Data Formats¶

This page describes the file formats consumed by fastdpplot.

Binary matrix (`.bin`)¶

What is it?¶

A .bin file is a flat, row-major, little-endian binary array of numeric values representing a dynamic-programming or scoring matrix.

Each element at position (row, col) corresponds to the alignment score (or match indicator) between query residue row and subject residue col.

File size formula¶

file_size = rows × cols × element_size_in_bytes

where rows = query_length and cols = subject_length.

Supported element types¶

`--dtype` flag	C type	Bytes	Notes
`u8`	`uint8_t`	1	Counts or presence/absence (0–255).
`i16`	`int16_t`	2	Signed 16-bit alignment scores.
`i32`	`int32_t`	4	Signed 32-bit alignment scores.
`f32`	`float`	4	Single-precision floating-point scores.
`f64`	`double`	8	Double-precision floating-point scores.
`auto`	—	—	Inferred from file size (tries U8→I16→I32→F32→F64).

Dtype inference order

When --dtype auto is used, fastdpplot tries dtypes in the order u8 → i16 → i32 → f32 → f64 and picks the first match. If rows × cols is divisible by multiple element sizes, the smallest matching dtype is chosen. Pass --dtype explicitly to avoid ambiguity.

Endianness

fastdpplot always reads multi-byte types as little-endian. If your tool writes big-endian matrices (uncommon on x86/ARM), you must byte-swap the file before loading.

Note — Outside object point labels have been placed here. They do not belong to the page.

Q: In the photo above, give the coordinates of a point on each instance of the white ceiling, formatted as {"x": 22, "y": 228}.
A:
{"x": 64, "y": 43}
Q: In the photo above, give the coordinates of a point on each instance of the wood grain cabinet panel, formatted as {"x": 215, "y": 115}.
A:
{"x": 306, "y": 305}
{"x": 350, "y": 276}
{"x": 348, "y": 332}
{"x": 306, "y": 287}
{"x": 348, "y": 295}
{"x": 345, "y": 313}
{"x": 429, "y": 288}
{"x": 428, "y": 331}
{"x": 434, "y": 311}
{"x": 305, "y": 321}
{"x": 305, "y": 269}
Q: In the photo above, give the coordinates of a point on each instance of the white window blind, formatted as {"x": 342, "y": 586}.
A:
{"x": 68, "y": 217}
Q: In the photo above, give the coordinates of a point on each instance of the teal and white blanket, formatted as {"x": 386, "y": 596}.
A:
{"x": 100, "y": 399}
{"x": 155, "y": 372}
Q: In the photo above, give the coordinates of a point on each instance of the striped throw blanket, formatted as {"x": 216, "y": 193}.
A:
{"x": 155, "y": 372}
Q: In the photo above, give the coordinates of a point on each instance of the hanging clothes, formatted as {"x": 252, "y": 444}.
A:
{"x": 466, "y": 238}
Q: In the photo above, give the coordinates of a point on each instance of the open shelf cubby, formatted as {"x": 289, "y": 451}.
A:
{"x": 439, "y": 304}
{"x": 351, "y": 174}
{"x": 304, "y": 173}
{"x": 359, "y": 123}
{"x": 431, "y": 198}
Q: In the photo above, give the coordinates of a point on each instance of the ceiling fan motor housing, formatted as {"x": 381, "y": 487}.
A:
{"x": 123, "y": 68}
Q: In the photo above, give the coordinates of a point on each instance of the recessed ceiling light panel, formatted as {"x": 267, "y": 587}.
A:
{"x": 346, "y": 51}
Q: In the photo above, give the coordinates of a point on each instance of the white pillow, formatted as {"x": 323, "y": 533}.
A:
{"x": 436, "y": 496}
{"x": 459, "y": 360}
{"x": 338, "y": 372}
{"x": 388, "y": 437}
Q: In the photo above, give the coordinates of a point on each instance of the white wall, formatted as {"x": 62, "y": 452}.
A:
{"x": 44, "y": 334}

Generating a `.bin` file (Python example)¶

import numpy as np

# Create a random u8 matrix (query_len × subject_len)
matrix = np.random.randint(0, 256, (query_len, subject_len), dtype=np.uint8)
matrix.tofile("data/dp_matrix.bin")

# Float32 matrix
matrix = np.zeros((query_len, subject_len), dtype=np.float32)
# … fill in your DP scores …
matrix.tofile("data/dp_matrix.bin")  # numpy uses native byte order; ensure little-endian

Numpy byte order

On little-endian systems (x86, ARM) np.tofile writes little-endian by default. On big-endian systems, convert first:

matrix.astype(matrix.dtype.newbyteorder('<')).tofile("data/dp_matrix.bin")

Value normalisation¶

After loading, fastdpplot applies min-max normalisation:

normalised = (value - min) / (max - min)

All rendered dot values are therefore in [0, 1] regardless of the original dtype. The --threshold flag filters out points below a normalised value.

FASTA files (`.fasta` / `.fa`)¶

fastdpplot uses the FASTA files only to:

Read the sequence length (to validate matrix dimensions).
Derive axis labels from the sequence ID and description.

The actual nucleotide / amino-acid sequence is not used for rendering.

Accepted FASTA syntax¶

>sequence_id optional description text here
ACGTACGTACGT
ACGTACGT

Rule	Detail
Header line	Starts with `>`. The ID is everything up to the first whitespace. The rest is the description.
Sequence lines	All non-header, non-comment lines are concatenated and uppercased.
Comment lines	Lines starting with `;` are skipped.
Multiple records	All records are parsed; only the first is used by the pipeline.
Empty records	A header with no following sequence raises `FastDpError::EmptySequence`.

Axis label format¶

The axis label shown on the dotplot is formatted as:

{id} | {description}    (truncated to 80 characters with … suffix)

or just {id} when the description is empty.

Example FASTA file¶

>NM_001234.5 Homo sapiens BRCA1 mRNA, complete cds
ATGGATTTCCTTGTTGCTTTTTTTAGCCTTGTGTGTAATGAGTACAGCATGTTTCAGCC
TCTTTTTCTGTTAATTCAAAGATTAAAGTGAAATTTAACCAAAAGCCAGTGATGAAAAAC

Parquet files (`.parquet`)¶

Parquet files must contain at least two numeric columns named x/X and y/Y. An optional value column may be named value, identity, or score.

Column types must be Float32 or Float64.

See Rust API — io for details.

Delimited text files¶

Any tab- or space-separated file with numeric X and Y columns is accepted. Lines starting with # are treated as comments. A non-numeric first row is treated as a header and skipped automatically.

See CLI Reference for column mapping flags.